Seven Interesting Term Life Insurance Facts
Earlier this year I had the opportunity to attend an insurance conference put on by Low Load Insurance Services (LLIS). LLIS works exclusively with fee-only financial planners to develop insurance solutions for clients. They have tremendous expertise and experience across various insurance areas including life, disability, and long term care. After spending two days in Tampa, FL at their annual academy here are some interesting takeaways about term life insurance:
1. Female life insurance rates are about 15% cheaper than male life insurance rates, in general
2. Smoker rates are about 3 times greater than non-smoker rates; however once smokers quit, their underwriting class can steadily improve over several years
3. For group term policies such as those provided by employers, the first $50,000 of employee death benefit coverage is tax free but employees pay taxes on coverage amounts over $50,000
4. Most group term policies are priced in 5-year increments so when you turn 50 (or 55 or 60) you may see significant premium increases
5. For non-working spouses, most insurance companies will typically match the employed spouse’s coverage dollar for dollar up to $1M of coverage; and additional coverage may be possible with justification
6. It may make sense to take inflation into account when considering how much life insurance coverage to purchase. Although we cannot predict when a policy will pay out, a $1M policy that pays out in 20 years will have significantly less purchasing power compared to $1M today.

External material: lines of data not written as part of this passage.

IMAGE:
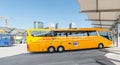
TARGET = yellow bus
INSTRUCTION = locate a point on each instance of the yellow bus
(52, 40)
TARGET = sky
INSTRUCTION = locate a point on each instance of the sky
(22, 13)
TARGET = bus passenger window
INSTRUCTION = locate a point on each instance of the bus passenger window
(92, 33)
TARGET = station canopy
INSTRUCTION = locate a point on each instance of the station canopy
(102, 13)
(13, 31)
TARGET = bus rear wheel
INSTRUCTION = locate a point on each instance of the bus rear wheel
(51, 49)
(60, 49)
(100, 46)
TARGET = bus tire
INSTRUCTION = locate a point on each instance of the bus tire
(51, 49)
(100, 46)
(60, 49)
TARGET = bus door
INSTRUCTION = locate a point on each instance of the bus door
(106, 37)
(4, 40)
(77, 40)
(60, 39)
(93, 39)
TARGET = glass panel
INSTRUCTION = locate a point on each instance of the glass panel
(105, 35)
(41, 33)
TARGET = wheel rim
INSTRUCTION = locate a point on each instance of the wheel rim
(51, 49)
(100, 46)
(60, 49)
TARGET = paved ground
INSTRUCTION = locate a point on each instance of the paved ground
(17, 54)
(13, 50)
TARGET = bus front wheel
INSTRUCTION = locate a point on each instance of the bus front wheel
(51, 49)
(60, 49)
(100, 46)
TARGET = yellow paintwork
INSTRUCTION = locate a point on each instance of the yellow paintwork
(41, 44)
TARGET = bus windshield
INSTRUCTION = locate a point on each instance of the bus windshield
(105, 35)
(41, 33)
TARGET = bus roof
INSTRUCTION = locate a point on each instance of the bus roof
(82, 29)
(68, 29)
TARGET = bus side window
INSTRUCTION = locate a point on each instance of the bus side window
(92, 33)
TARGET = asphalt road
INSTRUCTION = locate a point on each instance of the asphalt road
(81, 57)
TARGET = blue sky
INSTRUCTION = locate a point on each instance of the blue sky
(22, 13)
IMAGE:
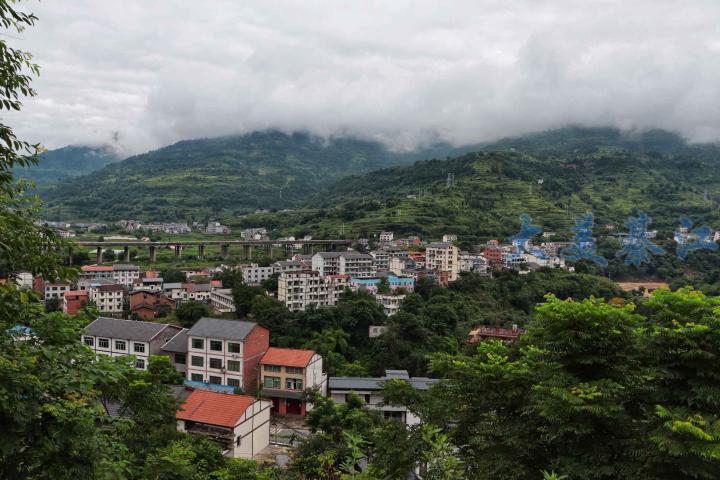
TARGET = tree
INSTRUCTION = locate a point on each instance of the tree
(190, 312)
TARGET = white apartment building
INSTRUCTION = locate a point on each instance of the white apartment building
(299, 290)
(355, 264)
(221, 300)
(390, 303)
(386, 237)
(253, 274)
(125, 274)
(55, 290)
(443, 257)
(107, 297)
(226, 352)
(113, 337)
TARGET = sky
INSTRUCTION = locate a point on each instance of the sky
(140, 75)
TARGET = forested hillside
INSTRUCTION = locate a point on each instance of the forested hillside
(551, 176)
(197, 179)
(67, 162)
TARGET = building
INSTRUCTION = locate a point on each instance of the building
(176, 349)
(254, 274)
(55, 290)
(126, 275)
(443, 257)
(114, 337)
(299, 290)
(96, 272)
(221, 300)
(390, 303)
(386, 237)
(226, 352)
(285, 373)
(74, 300)
(108, 298)
(484, 332)
(369, 389)
(216, 228)
(354, 264)
(239, 423)
(148, 305)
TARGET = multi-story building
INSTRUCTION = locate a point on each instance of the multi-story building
(126, 275)
(285, 373)
(369, 389)
(114, 337)
(354, 264)
(147, 305)
(226, 352)
(299, 290)
(74, 300)
(240, 424)
(96, 272)
(385, 237)
(55, 290)
(390, 303)
(443, 257)
(108, 298)
(254, 274)
(221, 299)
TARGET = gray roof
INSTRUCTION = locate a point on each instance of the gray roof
(220, 328)
(125, 267)
(125, 329)
(374, 383)
(177, 344)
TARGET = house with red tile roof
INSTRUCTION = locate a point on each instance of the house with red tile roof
(285, 373)
(239, 423)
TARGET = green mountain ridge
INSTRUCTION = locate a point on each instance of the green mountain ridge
(552, 176)
(67, 162)
(204, 178)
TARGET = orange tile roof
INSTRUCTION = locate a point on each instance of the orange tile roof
(95, 268)
(221, 409)
(288, 357)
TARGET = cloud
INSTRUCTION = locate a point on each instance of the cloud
(403, 72)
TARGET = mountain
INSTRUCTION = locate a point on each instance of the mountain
(550, 175)
(67, 162)
(228, 175)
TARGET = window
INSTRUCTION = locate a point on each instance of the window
(272, 382)
(293, 384)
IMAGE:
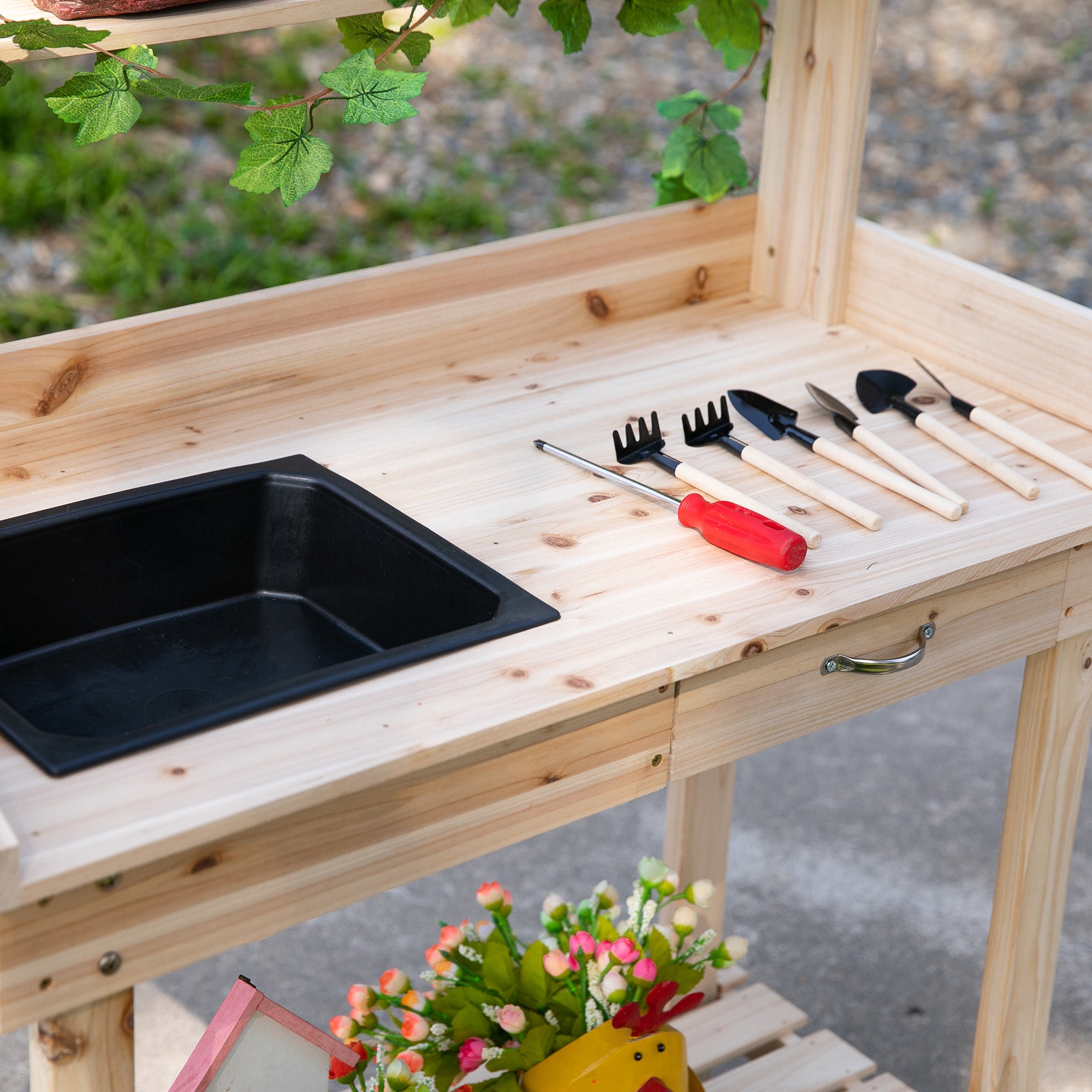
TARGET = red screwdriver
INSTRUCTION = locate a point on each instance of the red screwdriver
(729, 527)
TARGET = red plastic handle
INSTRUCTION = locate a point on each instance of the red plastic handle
(743, 532)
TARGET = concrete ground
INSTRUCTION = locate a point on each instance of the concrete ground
(862, 869)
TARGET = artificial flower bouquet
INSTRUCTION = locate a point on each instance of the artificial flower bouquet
(495, 1008)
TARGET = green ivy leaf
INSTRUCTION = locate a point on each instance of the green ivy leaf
(470, 11)
(670, 191)
(651, 18)
(725, 116)
(374, 96)
(716, 167)
(682, 145)
(42, 34)
(681, 105)
(101, 102)
(238, 94)
(572, 19)
(282, 157)
(370, 32)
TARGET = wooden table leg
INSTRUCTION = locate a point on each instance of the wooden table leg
(696, 838)
(89, 1050)
(1034, 871)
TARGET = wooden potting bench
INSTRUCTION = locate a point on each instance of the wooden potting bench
(426, 383)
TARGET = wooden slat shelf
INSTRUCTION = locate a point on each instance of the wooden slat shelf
(193, 21)
(755, 1024)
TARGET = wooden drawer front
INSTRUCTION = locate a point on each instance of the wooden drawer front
(780, 695)
(250, 886)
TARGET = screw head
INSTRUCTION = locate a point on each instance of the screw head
(110, 963)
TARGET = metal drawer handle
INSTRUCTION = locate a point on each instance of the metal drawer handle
(840, 663)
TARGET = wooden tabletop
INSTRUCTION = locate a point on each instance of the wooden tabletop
(445, 434)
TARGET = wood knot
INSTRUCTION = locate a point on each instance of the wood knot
(60, 1044)
(210, 861)
(60, 391)
(598, 305)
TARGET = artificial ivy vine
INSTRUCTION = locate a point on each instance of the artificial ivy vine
(701, 160)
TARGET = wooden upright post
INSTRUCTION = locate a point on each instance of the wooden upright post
(812, 153)
(89, 1050)
(696, 838)
(1034, 871)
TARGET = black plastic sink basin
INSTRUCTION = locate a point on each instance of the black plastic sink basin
(144, 616)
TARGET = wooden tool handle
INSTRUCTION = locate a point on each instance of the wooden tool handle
(777, 469)
(905, 466)
(952, 440)
(721, 491)
(887, 479)
(1032, 445)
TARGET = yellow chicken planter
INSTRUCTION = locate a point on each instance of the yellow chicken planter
(635, 1053)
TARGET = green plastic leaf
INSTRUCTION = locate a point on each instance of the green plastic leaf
(572, 19)
(670, 191)
(374, 94)
(370, 32)
(725, 116)
(42, 34)
(282, 157)
(533, 977)
(101, 102)
(468, 1024)
(681, 105)
(651, 18)
(498, 972)
(682, 145)
(238, 94)
(716, 167)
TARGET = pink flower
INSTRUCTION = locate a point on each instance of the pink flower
(414, 1001)
(343, 1028)
(361, 998)
(513, 1019)
(556, 964)
(413, 1060)
(452, 936)
(394, 983)
(625, 951)
(416, 1027)
(614, 988)
(581, 944)
(492, 897)
(470, 1054)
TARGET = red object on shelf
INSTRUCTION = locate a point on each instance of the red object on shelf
(743, 532)
(92, 9)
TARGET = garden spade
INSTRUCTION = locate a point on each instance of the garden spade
(1016, 436)
(719, 430)
(650, 445)
(778, 421)
(881, 389)
(848, 422)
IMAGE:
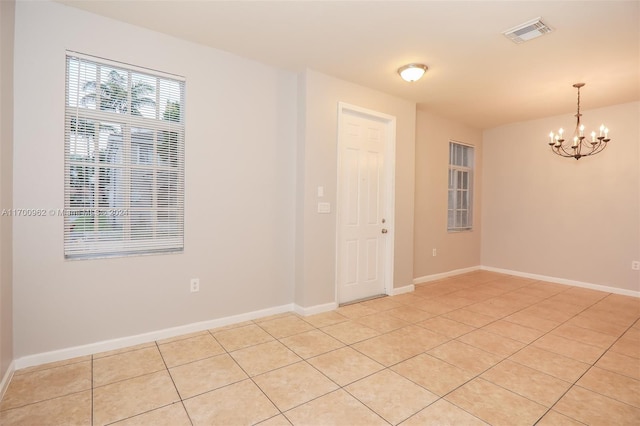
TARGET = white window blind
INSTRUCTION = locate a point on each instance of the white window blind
(459, 214)
(124, 159)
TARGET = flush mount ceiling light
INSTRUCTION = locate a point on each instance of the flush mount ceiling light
(580, 146)
(412, 72)
(527, 31)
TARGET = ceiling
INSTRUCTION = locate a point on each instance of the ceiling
(476, 75)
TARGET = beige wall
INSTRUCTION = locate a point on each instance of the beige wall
(240, 186)
(319, 96)
(455, 250)
(7, 9)
(558, 217)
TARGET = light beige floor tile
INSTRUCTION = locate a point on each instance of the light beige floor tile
(491, 343)
(453, 300)
(170, 415)
(611, 314)
(410, 314)
(580, 297)
(294, 385)
(382, 322)
(422, 338)
(382, 304)
(406, 298)
(275, 316)
(286, 326)
(45, 384)
(594, 409)
(597, 323)
(325, 319)
(123, 350)
(231, 326)
(336, 408)
(553, 418)
(446, 327)
(621, 364)
(548, 362)
(473, 319)
(265, 357)
(208, 374)
(182, 337)
(390, 348)
(466, 357)
(52, 365)
(242, 337)
(311, 343)
(391, 396)
(350, 332)
(494, 308)
(432, 306)
(513, 331)
(495, 405)
(532, 321)
(279, 420)
(130, 397)
(69, 410)
(443, 413)
(584, 335)
(356, 310)
(242, 403)
(613, 385)
(569, 348)
(345, 365)
(126, 365)
(628, 344)
(188, 350)
(533, 384)
(433, 374)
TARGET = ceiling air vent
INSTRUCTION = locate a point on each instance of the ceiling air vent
(527, 31)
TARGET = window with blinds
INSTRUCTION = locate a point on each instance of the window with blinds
(124, 159)
(459, 214)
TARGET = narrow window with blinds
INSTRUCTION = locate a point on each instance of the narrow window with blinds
(459, 213)
(124, 160)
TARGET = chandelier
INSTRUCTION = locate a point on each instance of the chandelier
(580, 146)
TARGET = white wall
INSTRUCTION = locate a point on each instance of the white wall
(455, 250)
(558, 217)
(319, 96)
(7, 9)
(240, 189)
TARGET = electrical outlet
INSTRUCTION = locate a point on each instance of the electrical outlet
(195, 285)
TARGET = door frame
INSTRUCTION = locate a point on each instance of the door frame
(388, 185)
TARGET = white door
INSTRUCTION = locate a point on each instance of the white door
(364, 222)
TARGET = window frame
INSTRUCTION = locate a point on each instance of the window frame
(130, 199)
(460, 194)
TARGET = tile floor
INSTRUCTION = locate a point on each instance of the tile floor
(480, 348)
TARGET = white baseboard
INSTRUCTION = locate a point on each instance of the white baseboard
(435, 277)
(317, 309)
(108, 345)
(6, 379)
(564, 281)
(401, 290)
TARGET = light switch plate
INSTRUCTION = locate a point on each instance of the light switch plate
(324, 208)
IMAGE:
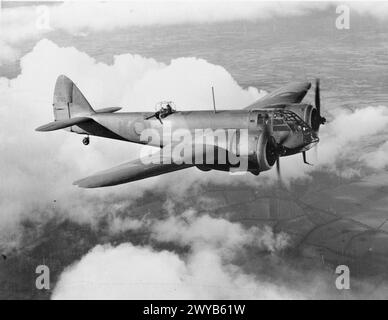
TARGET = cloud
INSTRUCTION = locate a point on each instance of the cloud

7. There’s a cool concept called term layering that for some people may be a better solution than applying for a single traditional term policy. Essentially, you apply for 2 or more policies with different terms and potentially different coverage amounts. So instead of a $3M thirty-year term policy, you could apply for three $1M policies – one for 30 years, one for 20 years, and one for 10 years. Some of the benefits of the term layering approach are that your coverage and respective premiums decrease as you get older when your insurance needs have typically decreased and your savings and investments have typically increased.